“Where your treasure is, there also will your heart be” (Mattew 6:21).
2 Cor 11:18, 21-30; Mt 6:19-23
In today’s first reading from 2 Corinthians, Paul is in full gear defending his call as an Apostle, putting up his devotion and the cost of it against those charlatans claiming to be Apostles who are challenging his authority. Shipwrecks, beatings, imprisonment, exposure, poverty, threats, his anxiety over the churches – he has endured all of this for the sake of the Gospel.
And what has motivated Paul? We find in another letter his impassioned assertion that anything he has lost by serving the Gospel is but rubbish compared to the unsurpassed experience of being called and loved by Jesus Christ (Phil 3:8).
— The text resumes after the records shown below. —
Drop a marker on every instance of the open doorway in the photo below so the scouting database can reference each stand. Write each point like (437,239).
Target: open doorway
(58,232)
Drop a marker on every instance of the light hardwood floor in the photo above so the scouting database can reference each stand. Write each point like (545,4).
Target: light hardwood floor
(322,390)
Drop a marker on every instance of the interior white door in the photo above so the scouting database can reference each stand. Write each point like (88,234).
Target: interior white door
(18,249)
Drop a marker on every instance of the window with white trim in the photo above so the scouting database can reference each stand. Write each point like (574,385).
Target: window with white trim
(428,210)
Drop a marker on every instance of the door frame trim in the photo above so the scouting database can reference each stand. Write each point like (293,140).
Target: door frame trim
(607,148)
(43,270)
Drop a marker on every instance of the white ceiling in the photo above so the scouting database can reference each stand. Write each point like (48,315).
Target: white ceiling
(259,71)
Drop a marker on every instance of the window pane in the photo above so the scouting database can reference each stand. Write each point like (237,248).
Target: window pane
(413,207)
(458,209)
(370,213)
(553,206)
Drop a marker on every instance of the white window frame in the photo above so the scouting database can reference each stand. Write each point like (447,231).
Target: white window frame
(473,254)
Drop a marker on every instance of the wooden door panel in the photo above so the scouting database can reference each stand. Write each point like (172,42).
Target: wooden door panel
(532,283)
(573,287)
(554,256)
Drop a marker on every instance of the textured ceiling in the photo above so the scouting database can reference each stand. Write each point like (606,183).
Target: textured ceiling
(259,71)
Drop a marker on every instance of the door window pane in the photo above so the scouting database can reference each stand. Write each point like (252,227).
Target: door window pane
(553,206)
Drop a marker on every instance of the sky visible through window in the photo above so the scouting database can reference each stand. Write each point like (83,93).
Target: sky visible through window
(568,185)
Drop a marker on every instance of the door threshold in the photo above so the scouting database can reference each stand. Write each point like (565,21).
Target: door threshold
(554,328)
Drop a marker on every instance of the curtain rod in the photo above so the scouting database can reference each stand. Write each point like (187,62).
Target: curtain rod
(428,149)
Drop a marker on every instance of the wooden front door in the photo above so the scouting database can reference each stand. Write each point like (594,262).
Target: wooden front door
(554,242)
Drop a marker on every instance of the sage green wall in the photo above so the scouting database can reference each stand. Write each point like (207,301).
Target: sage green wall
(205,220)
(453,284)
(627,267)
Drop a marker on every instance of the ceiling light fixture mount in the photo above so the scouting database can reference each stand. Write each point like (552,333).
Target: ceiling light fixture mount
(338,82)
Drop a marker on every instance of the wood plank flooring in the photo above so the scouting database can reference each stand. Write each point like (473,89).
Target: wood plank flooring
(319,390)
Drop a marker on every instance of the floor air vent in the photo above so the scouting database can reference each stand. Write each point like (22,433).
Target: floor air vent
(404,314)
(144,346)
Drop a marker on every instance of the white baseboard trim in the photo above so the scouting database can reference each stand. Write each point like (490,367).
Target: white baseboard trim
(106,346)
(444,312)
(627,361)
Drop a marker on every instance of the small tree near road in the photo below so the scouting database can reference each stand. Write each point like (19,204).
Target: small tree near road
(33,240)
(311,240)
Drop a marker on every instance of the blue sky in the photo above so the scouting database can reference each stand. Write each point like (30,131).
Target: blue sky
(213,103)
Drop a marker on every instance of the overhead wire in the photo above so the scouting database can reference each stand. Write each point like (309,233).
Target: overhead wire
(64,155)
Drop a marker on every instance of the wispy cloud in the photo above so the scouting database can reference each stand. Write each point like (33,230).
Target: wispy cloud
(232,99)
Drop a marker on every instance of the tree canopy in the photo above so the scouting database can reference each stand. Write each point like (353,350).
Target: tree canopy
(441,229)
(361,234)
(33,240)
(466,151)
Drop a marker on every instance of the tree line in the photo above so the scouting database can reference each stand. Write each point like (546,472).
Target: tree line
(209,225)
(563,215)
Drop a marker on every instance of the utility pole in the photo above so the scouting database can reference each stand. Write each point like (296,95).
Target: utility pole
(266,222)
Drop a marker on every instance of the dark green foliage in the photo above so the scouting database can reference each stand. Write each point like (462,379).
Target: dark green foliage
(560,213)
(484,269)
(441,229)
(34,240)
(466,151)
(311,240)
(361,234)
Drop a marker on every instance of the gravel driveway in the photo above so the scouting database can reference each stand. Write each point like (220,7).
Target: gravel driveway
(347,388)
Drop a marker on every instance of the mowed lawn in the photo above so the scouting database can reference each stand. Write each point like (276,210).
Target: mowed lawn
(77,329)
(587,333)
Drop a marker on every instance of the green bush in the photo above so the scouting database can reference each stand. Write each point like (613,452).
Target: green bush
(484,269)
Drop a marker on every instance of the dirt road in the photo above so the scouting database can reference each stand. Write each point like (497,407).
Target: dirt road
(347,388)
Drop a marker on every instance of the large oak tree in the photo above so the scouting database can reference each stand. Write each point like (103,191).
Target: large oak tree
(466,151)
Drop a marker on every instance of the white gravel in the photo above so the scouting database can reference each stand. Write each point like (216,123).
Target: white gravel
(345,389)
This is his treasure. This is where his heart is.
Earlier in Matt 13:44, Jesus told a brief parable to describe the invitation to discipleship. A man finds a treasure hidden in a field, goes and sells everything he owns to take possession of the field and the treasure. In today’s Gospel, Jesus states that wherever a person’s treasure is, there also will his or her heart be. The image confronts us with the question: What is my treasure? Where is my heart focused and invested?
The power of the parable is in the question itself. What does this invoke in you? Have you found the treasure, or does it still lie hidden? Are you walking over or past it every day in the field of your ordinary life? What is missing in your quest for a deeply meaningful life?
If you feel you have found your treasure, what has it cost you to seek, claim and care for it? Has your treasure changed over the years? To respond to these essential questions is to locate yourself on the lifelong journey of your personal development. With Paul and Jesus today, can we affirm that our deepest fulfillment lies within the mystery of our faith? If so, we are not far from the kingdom of God.